From: alex <groups@...>
Sent: Thu, May 6, 2021 5:30 pm
Subject: Re: [ap-gto] Losing Communications with the Mount
Ok, I opened up the GTOCP4 yesterday and the daughter board seems to be seated fine. I put it back and switched the ethernet cable to a brand new professionally made 15’ cable (ie, I didn’t put the connectors on), and changed the ports on the switch it was plugged into. I rebooted the switch as well in case it was in some weird state. I also hooked up the GTOCP4 to the eagle 2 directly via USB and configured it as the backup port. The primary connection was configured to be the ethernet connection using TCP and a 500ms timeout.
The switch and AP (and all my networking infrastructure) is Ubiquiti UniFi stuff (a prosumer/SOHO brand), so no different brand incompatibility in my network infrastructure. After the initial failures, I configured the router’s DHCP server to assign a fixed IP address assigned to the mount instead of a dynamic one. I’m pretty obsessive about managing my IP address space and am fairly certain there isn’t other devices colliding. The switch is fairly recent, a UniFi US-8-60W and is a fully managed smart switch. I suppose I could configure a separate VLAN for the observatory and put the mount and the eagle 2 on as the only hosts on to make sure there wasn’t interference from other devices on the network, though that seems like overkill.

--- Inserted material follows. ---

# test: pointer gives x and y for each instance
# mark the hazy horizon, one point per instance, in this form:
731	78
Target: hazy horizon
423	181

Last night the ethernet connection failed again but I didn’t notice right away as this time as APCC successfully failed over to the USB connection, so that worked great. I had a perpetual ping repeating once a second the whole night, and showed response times typically between 2 and 9 milliseconds, though occasionally have some 30-50ms ones, and a few 1-2 second ones here and there. Right before the connection failed, the last few pings had 2-7ms ping times, then all the ping requests started timing out. These timeouts have been non-stop from the last 12 hours or so.

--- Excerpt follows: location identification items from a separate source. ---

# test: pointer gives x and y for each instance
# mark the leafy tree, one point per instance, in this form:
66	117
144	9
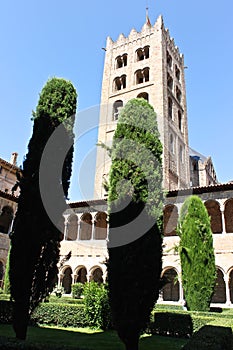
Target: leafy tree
35	239
135	200
96	305
196	254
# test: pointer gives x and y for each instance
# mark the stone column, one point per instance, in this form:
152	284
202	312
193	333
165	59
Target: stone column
223	218
66	227
181	292
79	222
93	226
228	297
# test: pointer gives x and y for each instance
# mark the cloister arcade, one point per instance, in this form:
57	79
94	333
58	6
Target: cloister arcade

While communications was failing, The UniFi controller software didn’t show any abnormal packet loss on the port and I sshed directly into the switch and poked around the internal logs, and didn’t see anything fishy. I tried changing the port the ethernet was plugged into, and power cycling the switch to see if the problem was some bad state the switch was in. Neither woke up the TCP connection. The only thing that fixes it is power cycling the GTOCP4, so to me this seems to be a problem with the state the GTOCP4 is in. If there was some persistent ongoing problem with the network infrastructure, then a reboot of the mount wouldn’t fix the problem.
I’m still mystified as to what’s going on with that ethernet connection. I’m a software engineer and have been programming IP networks professionally over 30 years, and I’ve never seen behavior like this. I haven’t formally done IT/OPs stuff (I program back end web services nowadays), I’ve setup plenty of IP networking equipment over the years.

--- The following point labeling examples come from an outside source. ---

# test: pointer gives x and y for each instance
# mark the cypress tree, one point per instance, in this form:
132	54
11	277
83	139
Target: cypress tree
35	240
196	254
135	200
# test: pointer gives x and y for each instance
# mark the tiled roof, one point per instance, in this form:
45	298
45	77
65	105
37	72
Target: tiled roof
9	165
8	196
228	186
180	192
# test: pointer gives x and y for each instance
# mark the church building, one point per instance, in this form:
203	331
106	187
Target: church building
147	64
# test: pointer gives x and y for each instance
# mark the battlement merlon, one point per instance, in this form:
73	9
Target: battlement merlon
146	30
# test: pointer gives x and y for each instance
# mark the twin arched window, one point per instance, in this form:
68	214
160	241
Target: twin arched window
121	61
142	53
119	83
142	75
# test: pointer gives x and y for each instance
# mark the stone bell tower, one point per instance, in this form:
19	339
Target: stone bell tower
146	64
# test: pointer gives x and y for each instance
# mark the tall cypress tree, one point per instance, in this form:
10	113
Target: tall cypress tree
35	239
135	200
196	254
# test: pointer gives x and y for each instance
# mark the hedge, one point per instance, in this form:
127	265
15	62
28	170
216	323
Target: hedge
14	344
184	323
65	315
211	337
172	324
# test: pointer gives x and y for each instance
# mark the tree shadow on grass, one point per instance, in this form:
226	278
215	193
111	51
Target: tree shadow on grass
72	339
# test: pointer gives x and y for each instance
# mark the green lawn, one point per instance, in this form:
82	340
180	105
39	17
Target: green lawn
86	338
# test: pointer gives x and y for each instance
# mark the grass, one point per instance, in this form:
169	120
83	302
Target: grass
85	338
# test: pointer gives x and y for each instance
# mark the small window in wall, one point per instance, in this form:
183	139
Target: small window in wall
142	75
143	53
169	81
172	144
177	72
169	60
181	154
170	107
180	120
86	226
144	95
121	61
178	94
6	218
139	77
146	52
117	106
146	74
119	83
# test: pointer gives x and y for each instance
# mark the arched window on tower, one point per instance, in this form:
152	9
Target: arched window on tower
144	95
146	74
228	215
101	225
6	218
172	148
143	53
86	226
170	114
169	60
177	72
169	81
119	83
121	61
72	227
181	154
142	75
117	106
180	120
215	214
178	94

I could see a transient communications problem starting things off, it wouldn’t explain the inability to ping until the GTOCP4 is power cycled, which magically fixes everything. It’s appearing that some problem occurs, and the GTOCP4 goes into a mode where the network is down and only a power cycle resets it. I’ve never encountered any device with this behavior.
What’s the OS on this thing? It has a reasonably capable ARM processor. Is it running Linux or some embedded OS? Is it possible to SSH into this thing and poke around, check some logs, do something like an ifconfig, netstat, etc ? While the USB connection seems to be working well, I still want to track down what’s going on with the ethernet connection. It’s been my experience that wired ethernet connections are pretty rock solid assuming you avoid problems like long distances or interference with electrical wiring. My cable isn’t near anything like that.
I may try plugging my Mac directly into the same switch and see what Wireshark shows, if anything. It’s been a few years since I’ve messed with it.